Todos los días la misma niña, la misma mujer y una playa distinta, porque la playa cambia con cada ola, con cada pisada que dejamos tras nosotros. Nunca puedes volver a pisar la misma playa de la misma forma que no es posible regresar a los lugares donde creímos ser felices.
Madre e hija, parecía el nexo lógico al verlas juntas, pero había algo que no acaba de encajar en esa composición. Quizás los gestos, o la forma de hablar de ella, llena de cariño pero sin ese toque familiar y, porqué no decirlo, de enorme cansancio que parecen arrastrar los progenitores tras todo un día al servicio de unas criaturas caóticas y respondonas.
Pero allí estaban. La mujer mirando soñadora a la playa, casi se diría que feliz de pasar los días entre aquellas dunas y la niña, exploradora, buceadora y princesa a ratos de castillos de arena que adquirían dimensiones colosales en su cabecita.

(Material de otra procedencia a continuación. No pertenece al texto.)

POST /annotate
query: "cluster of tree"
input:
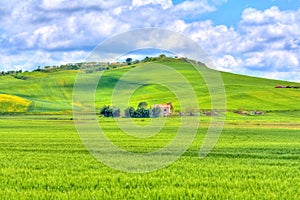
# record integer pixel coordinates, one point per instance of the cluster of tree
(108, 111)
(142, 111)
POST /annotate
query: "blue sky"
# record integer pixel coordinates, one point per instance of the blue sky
(253, 37)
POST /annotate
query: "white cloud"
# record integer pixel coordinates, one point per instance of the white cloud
(193, 8)
(58, 30)
(228, 63)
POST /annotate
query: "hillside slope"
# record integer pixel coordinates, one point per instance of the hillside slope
(52, 92)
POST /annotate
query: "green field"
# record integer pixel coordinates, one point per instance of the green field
(42, 156)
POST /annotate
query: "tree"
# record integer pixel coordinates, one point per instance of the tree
(116, 112)
(129, 112)
(155, 112)
(143, 104)
(128, 61)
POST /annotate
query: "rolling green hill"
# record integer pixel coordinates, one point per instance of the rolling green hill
(51, 92)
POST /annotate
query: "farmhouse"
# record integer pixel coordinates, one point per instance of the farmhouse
(165, 109)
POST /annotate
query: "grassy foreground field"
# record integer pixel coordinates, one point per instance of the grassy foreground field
(43, 158)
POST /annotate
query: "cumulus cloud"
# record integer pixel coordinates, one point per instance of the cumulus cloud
(67, 30)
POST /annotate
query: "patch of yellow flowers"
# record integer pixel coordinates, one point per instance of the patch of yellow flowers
(11, 103)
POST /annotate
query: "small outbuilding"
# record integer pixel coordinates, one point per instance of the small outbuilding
(165, 109)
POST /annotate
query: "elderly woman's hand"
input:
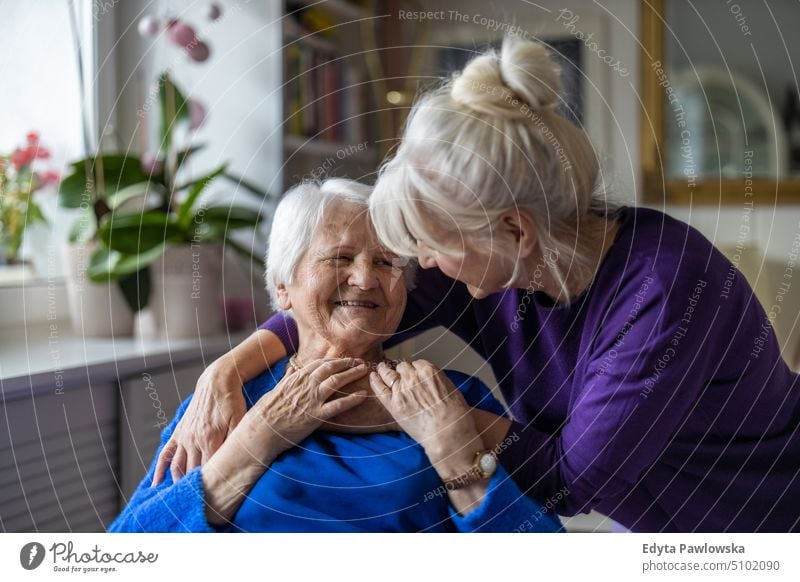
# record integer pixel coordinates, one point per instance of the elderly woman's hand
(283, 417)
(427, 405)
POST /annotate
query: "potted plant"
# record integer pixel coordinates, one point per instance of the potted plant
(144, 232)
(22, 174)
(147, 232)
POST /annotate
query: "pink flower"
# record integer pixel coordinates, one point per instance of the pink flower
(21, 158)
(40, 152)
(213, 12)
(151, 164)
(46, 178)
(51, 177)
(199, 52)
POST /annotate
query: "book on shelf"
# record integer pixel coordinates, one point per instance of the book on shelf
(325, 93)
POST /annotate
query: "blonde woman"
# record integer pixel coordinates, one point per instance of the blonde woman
(642, 373)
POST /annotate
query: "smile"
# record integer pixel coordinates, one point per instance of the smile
(366, 304)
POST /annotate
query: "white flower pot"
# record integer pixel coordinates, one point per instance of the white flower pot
(186, 291)
(96, 310)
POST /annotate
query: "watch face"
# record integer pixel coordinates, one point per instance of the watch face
(487, 463)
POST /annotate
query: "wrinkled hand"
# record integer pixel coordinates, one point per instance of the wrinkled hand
(281, 419)
(370, 416)
(215, 410)
(305, 399)
(426, 405)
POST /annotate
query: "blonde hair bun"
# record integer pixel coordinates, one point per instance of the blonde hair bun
(521, 79)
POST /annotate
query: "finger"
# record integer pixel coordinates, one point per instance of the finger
(194, 458)
(164, 459)
(178, 466)
(424, 366)
(379, 387)
(389, 376)
(404, 368)
(334, 407)
(328, 387)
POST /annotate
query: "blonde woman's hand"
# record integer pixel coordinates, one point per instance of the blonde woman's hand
(426, 405)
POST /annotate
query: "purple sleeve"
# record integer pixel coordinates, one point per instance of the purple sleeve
(285, 327)
(436, 300)
(629, 405)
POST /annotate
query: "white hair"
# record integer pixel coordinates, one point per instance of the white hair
(297, 217)
(487, 141)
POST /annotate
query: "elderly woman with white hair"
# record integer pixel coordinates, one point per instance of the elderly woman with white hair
(316, 451)
(643, 374)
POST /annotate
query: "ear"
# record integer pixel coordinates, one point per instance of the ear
(284, 302)
(518, 225)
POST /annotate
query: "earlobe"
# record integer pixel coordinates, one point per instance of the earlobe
(519, 225)
(284, 302)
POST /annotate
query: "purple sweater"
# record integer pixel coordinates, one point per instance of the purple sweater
(658, 397)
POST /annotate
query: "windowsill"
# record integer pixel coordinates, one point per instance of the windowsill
(38, 356)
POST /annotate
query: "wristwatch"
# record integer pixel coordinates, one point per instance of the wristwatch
(483, 467)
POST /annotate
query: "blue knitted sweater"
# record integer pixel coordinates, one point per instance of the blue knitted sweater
(334, 482)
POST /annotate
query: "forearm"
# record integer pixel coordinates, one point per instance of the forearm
(233, 470)
(452, 461)
(226, 489)
(250, 358)
(492, 428)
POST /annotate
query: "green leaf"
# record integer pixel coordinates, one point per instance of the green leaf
(136, 289)
(195, 189)
(85, 226)
(72, 191)
(174, 109)
(34, 213)
(225, 218)
(107, 265)
(137, 233)
(134, 191)
(118, 172)
(185, 154)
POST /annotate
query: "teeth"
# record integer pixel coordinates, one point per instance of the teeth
(356, 303)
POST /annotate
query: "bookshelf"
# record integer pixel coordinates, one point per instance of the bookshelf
(327, 103)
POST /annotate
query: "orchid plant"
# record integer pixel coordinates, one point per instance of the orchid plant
(22, 174)
(134, 207)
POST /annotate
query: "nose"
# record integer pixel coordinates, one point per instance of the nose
(426, 261)
(363, 275)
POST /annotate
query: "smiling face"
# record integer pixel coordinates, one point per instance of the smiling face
(347, 290)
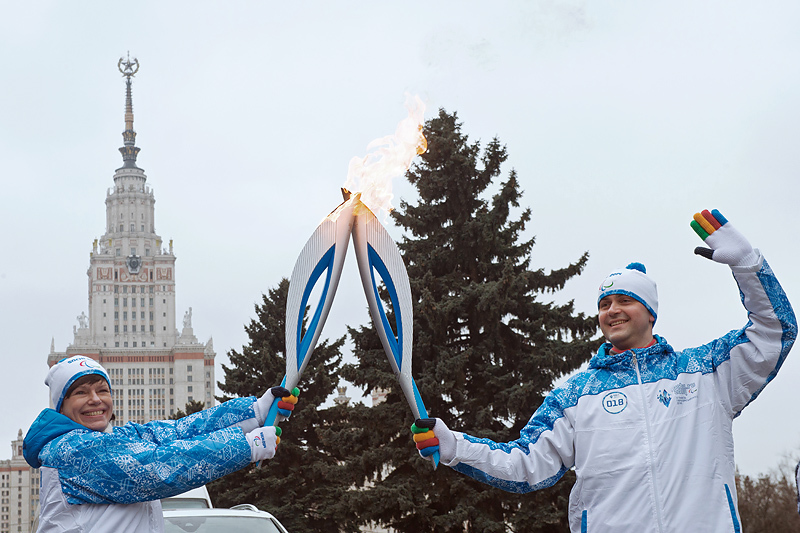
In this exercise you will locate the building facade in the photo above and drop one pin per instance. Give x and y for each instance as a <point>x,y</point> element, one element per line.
<point>19,491</point>
<point>155,369</point>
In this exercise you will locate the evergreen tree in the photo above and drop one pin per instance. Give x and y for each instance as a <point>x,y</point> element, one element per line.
<point>300,485</point>
<point>486,350</point>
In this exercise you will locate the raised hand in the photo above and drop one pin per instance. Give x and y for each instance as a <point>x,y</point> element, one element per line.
<point>726,244</point>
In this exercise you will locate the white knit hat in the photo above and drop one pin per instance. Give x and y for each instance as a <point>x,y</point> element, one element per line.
<point>634,282</point>
<point>66,372</point>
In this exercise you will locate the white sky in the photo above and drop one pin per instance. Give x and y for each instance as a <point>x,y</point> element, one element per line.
<point>622,119</point>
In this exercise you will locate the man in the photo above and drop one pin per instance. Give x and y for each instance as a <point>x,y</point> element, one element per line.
<point>647,429</point>
<point>93,479</point>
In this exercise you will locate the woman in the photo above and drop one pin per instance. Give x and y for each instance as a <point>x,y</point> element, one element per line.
<point>97,479</point>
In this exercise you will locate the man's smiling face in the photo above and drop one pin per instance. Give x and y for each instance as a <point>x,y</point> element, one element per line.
<point>625,322</point>
<point>90,404</point>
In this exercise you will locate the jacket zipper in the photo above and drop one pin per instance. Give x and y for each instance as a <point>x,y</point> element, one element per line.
<point>649,442</point>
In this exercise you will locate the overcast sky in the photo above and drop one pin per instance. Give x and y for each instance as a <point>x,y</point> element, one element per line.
<point>621,118</point>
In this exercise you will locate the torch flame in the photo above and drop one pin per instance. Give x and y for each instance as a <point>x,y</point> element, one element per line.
<point>388,157</point>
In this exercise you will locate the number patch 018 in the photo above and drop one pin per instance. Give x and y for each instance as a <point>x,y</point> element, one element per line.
<point>615,402</point>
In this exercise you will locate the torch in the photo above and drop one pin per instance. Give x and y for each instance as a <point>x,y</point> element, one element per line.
<point>323,254</point>
<point>377,252</point>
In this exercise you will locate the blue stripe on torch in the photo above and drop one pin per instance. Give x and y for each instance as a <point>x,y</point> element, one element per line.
<point>325,263</point>
<point>396,344</point>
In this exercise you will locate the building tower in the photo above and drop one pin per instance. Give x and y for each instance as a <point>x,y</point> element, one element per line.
<point>130,329</point>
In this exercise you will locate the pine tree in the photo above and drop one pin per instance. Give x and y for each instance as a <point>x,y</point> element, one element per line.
<point>302,483</point>
<point>486,350</point>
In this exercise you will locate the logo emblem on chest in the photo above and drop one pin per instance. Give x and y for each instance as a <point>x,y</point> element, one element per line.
<point>615,402</point>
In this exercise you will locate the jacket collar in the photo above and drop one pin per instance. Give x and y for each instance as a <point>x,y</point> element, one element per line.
<point>609,360</point>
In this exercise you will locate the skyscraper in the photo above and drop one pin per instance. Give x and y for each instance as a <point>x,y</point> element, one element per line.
<point>130,329</point>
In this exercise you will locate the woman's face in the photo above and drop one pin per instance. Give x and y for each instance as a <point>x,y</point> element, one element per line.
<point>90,405</point>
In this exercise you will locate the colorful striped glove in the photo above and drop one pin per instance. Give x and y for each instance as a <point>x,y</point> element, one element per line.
<point>288,399</point>
<point>726,244</point>
<point>428,442</point>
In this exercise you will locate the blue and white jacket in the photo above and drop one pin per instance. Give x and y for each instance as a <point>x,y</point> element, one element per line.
<point>648,431</point>
<point>98,481</point>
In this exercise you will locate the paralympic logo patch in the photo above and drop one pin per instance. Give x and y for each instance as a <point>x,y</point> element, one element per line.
<point>664,397</point>
<point>615,402</point>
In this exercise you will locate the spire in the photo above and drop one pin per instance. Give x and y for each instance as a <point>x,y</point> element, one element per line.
<point>129,150</point>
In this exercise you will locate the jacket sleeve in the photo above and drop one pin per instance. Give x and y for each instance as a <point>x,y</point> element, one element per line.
<point>96,467</point>
<point>238,412</point>
<point>745,360</point>
<point>539,458</point>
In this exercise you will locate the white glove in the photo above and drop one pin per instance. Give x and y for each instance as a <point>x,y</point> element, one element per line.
<point>426,441</point>
<point>263,442</point>
<point>726,244</point>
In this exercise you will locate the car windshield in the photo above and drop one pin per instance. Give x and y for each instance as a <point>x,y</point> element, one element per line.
<point>219,524</point>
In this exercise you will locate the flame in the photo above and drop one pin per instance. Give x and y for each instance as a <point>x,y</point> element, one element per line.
<point>387,158</point>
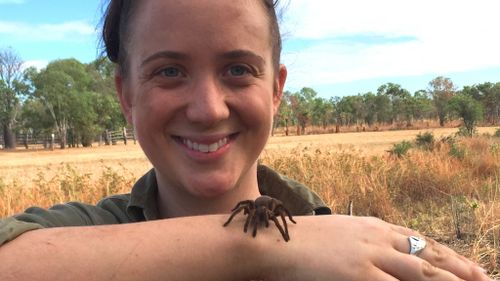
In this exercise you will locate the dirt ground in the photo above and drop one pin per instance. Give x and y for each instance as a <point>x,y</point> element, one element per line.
<point>364,142</point>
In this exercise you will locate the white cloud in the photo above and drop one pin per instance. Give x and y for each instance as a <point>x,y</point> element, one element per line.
<point>11,2</point>
<point>38,64</point>
<point>70,31</point>
<point>450,36</point>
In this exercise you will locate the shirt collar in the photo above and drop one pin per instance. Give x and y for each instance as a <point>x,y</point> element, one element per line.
<point>297,198</point>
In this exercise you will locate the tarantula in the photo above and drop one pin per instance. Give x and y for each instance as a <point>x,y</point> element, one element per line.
<point>260,211</point>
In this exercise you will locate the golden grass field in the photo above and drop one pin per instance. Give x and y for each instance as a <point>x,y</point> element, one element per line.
<point>453,190</point>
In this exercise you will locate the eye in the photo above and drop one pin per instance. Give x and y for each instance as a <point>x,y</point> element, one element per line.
<point>238,70</point>
<point>170,72</point>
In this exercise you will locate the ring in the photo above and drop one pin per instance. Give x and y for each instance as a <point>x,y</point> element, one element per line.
<point>416,245</point>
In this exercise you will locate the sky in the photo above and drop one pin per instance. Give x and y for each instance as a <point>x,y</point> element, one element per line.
<point>338,48</point>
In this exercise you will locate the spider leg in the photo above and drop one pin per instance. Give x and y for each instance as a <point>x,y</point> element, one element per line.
<point>250,218</point>
<point>283,209</point>
<point>255,222</point>
<point>285,235</point>
<point>235,212</point>
<point>246,202</point>
<point>284,224</point>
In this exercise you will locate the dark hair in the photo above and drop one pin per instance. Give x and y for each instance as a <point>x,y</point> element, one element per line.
<point>118,15</point>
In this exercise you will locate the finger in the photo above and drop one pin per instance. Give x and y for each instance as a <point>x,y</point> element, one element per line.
<point>408,267</point>
<point>444,258</point>
<point>377,275</point>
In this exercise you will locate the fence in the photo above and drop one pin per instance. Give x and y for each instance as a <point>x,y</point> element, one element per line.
<point>31,141</point>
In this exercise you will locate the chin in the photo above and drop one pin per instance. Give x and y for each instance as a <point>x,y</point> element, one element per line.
<point>211,189</point>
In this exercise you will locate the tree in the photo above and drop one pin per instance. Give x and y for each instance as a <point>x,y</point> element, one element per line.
<point>442,90</point>
<point>62,86</point>
<point>11,88</point>
<point>284,115</point>
<point>467,108</point>
<point>301,104</point>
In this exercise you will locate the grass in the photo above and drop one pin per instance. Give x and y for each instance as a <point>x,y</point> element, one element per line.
<point>455,200</point>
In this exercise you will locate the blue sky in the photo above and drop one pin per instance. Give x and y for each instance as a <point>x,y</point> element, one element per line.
<point>336,47</point>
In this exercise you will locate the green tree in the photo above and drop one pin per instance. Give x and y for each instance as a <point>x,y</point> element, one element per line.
<point>284,115</point>
<point>63,88</point>
<point>11,89</point>
<point>301,104</point>
<point>442,90</point>
<point>468,109</point>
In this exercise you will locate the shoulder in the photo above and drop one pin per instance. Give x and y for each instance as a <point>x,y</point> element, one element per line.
<point>298,198</point>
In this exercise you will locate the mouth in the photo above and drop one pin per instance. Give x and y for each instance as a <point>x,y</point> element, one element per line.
<point>207,145</point>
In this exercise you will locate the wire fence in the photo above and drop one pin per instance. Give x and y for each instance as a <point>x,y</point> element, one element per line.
<point>29,140</point>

Y la muñeca, faltaba la muñeca. La niña sujetaba una muñeca de trapo, rechoncha, gastada y fea que llevaba a todas partes. Se aferraba a ella como si fuese el centro de algo y me hizo recordar aquella otra muñeca, seguramente rechoncha, gastada y fea de mi infancia. Un recuerdo ya borrado que ahora volvía con la insistencia de las cosas que quieres olvidar. Un hilo insidioso que parecía pedir a gritos ser tirado para arrastrar consigo todo aquello que había dejado apartado, no borrado ni, al parecer, olvidado. Sólo eso, apartado, esperando su oportunidad para reaparecer como un mal actor en una comedia mediocre.
En un descuido, la mujer y la niña fueron hacia el agua y la muñeca se quedo en la arena, abandonada y mirándome con una sonrisa sin inteligencia. Pensé en lo fácil que sería robarla, apropiarme de ella para recuperar mi infancia perdida abrazando a la muñeca. A veces dotamos a los objetos de una magia que no se encuentra a su alcance, como si su sola presencia fuese un conjuro para recuperar a la madre que nunca estaba o convertirme en la madre que nunca fui.
La vida al final se reduce a eso, ausencias que llenamos con objetos.
Pero no lo hice, no robé la muñeca de la niña, sólo les robé esta fotografía. No necesito llevar más infancias perdidas en mi conciencia.
Al quinto día apreció el hombre. No lo supe hasta que se sentó al lado de la mujer. Parecía fuera de lugar y rompía esa armonía que habíamos ido tejiendo a lo largo de la semana. No se besaron ni mostraron ninguna señal de afecto. Simplemente se sentó a su lado y se puso a mirar el mar con la misma expresión soñadora que había visto en la mujer.
Cuando recogieron los trastos, sombrilla, toallas, mochilas y se fueron con la niña colgada del brazo de la mujer, supe que ya no volverían allí. Aquel había sido el último día que compartiríamos en aquella playa que ya no era la misma playa del inicio.